На обоих отцов эта третья операция оказала глубокое действие. Шумливость Рокентина, упрямое желанье все видеть в розовом свете, сомнительные шутки — все исчезло, и не постепенно — в одночасье, будто сжалась гигантская рука, разом выжав из него надежду. Фрайхерр, со своей стороны, впервые в жизни сомневался, нет, не в основах своей веры, но в вопросе о том, что делать дальше. До самого конца августа оттягивал он посещенье Йены. Но тут уж решился — ехать, взять с собою как можно больше членов семейства, и в Шлёбене заночевать. Отчасти это была еще попытка избавиться от братца, который загостился в Вайсенфельсе. «Я здесь останусь, брат, покуда не увижу, что мои советы не нужны более».

— Очень хорошо, — сказал фрайхерр, — ты, стало быть, не едешь в Шлёбен.

И велел приготовить только шесть или семь спален.

Для них самих и для недельных запасов съестного понадобились обе кареты и четверка многострадальных лошадей. Фриц уже приехал в Йену, Антон оставался в военном училище в Шульпфорте, зато Карл был дома: половину офицеров его полка уволили по отпускам, когда Саксония вышла из коалиции против французов, — и была еще Сидония, был еще Эразм. Бернарду не хотелось ехать, но того менее хотелось ему оставаться в Вайсенфельсе с младенчиком, слугами и дядей.

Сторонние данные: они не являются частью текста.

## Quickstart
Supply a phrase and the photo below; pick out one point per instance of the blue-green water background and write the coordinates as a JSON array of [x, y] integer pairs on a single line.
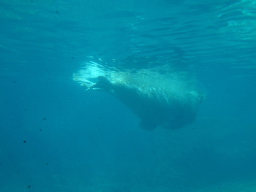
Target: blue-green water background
[[55, 136]]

Фрайфрау, трясясь в карете рядышком с Эразмом, понимала, что неприлично, притом, как огорчается она из-за Софи, даже самой себе признаться хоть в минутном счастье, но сердце в ней зашлось, когда, свернув в знакомую долину, впервые за три года она завидела знакомые большие трубы Шлёбена и купы тополей. Она всегда любила это место. Быть может, оттого, что, плотно обступая дом, тополя эти ее будто защищают, ей здесь покойно, как нигде. И здесь Антон родился и эта девочка, Бенинья — не выжила, бедняжка. И муж, известно, говорил, хоть они теперь и редко здесь бывают, что ни под каким, мол, видом он не расстанется со Шлёбеном.

— Наши трубы! — завопила сидевшая на козлах рядом с кучером Сидония.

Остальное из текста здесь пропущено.